J'ai fait un pas en arrière, mon dos heurtant ce traître de mur. Une fois de plus dos au mur, toujours aussi impassible bien que mes mains se soient mises à tremblées sous mon pardessus.

A peine plus d'une longueur d'épée nous séparait. Au milieu d'un visage pâle et stoïque, deux yeux de glaces m'observaient. Inquisiteurs... presque hautains. Je vrillais mes pupilles dans les siennes, le jaugeant en retour sans aucune gêne. C'était comme... Comme me regarder dans un miroir... sans rien savoir du reflet en question...

Cet homme venait d'exécuter un monstre avec une facilité déconcertante. Il pointait son arme vers moi.
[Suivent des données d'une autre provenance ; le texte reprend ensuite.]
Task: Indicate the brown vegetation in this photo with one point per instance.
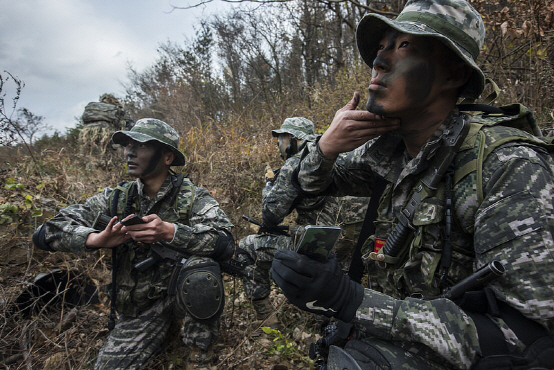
(224, 119)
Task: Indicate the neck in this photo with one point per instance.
(416, 130)
(153, 184)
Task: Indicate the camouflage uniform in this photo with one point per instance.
(280, 198)
(145, 309)
(513, 224)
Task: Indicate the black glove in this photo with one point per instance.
(320, 288)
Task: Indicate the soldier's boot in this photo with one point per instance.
(266, 313)
(198, 359)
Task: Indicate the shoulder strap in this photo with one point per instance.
(356, 268)
(488, 131)
(186, 187)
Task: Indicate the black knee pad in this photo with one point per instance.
(200, 292)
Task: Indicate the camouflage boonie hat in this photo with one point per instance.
(454, 22)
(148, 129)
(299, 127)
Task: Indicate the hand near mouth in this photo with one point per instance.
(351, 128)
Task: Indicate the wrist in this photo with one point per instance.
(170, 232)
(90, 242)
(325, 150)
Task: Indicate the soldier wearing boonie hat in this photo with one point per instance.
(454, 22)
(151, 129)
(416, 138)
(171, 210)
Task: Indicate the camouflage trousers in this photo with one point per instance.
(135, 339)
(257, 252)
(371, 353)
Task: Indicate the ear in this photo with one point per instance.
(459, 73)
(169, 156)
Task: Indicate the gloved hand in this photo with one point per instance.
(320, 288)
(269, 174)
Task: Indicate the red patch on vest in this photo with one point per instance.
(379, 243)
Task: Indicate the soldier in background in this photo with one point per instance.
(440, 222)
(100, 120)
(172, 211)
(107, 113)
(279, 199)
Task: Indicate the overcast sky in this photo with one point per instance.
(69, 52)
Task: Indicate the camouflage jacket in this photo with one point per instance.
(280, 198)
(197, 218)
(514, 225)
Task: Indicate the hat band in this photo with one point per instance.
(438, 24)
(152, 133)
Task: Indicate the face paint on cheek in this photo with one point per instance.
(152, 164)
(420, 79)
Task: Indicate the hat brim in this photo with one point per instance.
(296, 133)
(120, 138)
(371, 30)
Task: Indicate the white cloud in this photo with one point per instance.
(69, 52)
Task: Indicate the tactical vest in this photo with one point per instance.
(136, 291)
(417, 267)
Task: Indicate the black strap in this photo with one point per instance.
(113, 211)
(177, 181)
(356, 269)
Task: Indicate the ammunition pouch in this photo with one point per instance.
(199, 292)
(339, 359)
(39, 239)
(224, 247)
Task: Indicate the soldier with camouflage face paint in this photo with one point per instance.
(422, 62)
(174, 212)
(279, 199)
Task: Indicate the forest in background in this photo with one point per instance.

Il aurait put me tuer d'un simple geste, mon coutelas aurait fait bien pâle figure... mais malgré sa froideur, je ne sentais aucune agressivité en lui.

Un grand respect, une gratitude presque aussi grande et surtout une certaine curiosité... voilà ce que m'inspirait cet homme ô combien valeureux...

Le regard que nous avons échangé ne dura pourtant pas bien longtemps...

Le léger trouble que j'ai ressenti lorsqu'il braqua de nouveau son regard sur la scène macabre me tira des restes de ma tétanie. J'ai dégluti, repoussant les pans de ma cape pour tenter de rengainer ma miséricorde... sans réel succès.

Alors qu'il fouillait avec dextérité les corps de ses confrères, mes mains tremblaient à un point tel que je n'arrivais même pas à glisser la lame dans son fourreau. Et je regardais avec détachement mes mains tremblées, la gorge serrée et a poitrine creuse, tentant encore et encore de faire ce simple geste sans m'énerver jusqu'à ce que je réussisse enfin. L'homme avait déjà fini de 'fouiller' ses confrères lorsque je fis mon premier pas

Après un bref moment d'hésitation j'expirais doucement et m’agenouillais près du premier corps... un milicien.

L'allongeant un peu plus proprement sur le dos, je fermais dignement ses paupières avant de glisser ma main à ma ceinture pour en tirer une flasque. Versant quelques gouttes du liquide sur ma main, je signais le symbole de la trinité sur le front du défunt en psalmodiant quelques mots de remerciement et d'accompagnement pour son âme.

Dépassant de sa tenu, je remarquait un médaillon, pendant au bout d'une cordelette en cuir. Une médaille gravée... je l’ôtais d'un coup sec avant de me lever pour passer au suivant, accomplissant les mêmes rites rapides et trouvant cette fois ni pendentif, ni bracelet, j’avisai une alliance que je retirais avec mille précautions.

Une fois de plus debout, je jetais un œil vers le monstre... puis me tournais, droite et calme vers celui qui m'avait sûrement sauvé la vie.

« Voulez-vous que j'aille chercher une torche à la taverne ? »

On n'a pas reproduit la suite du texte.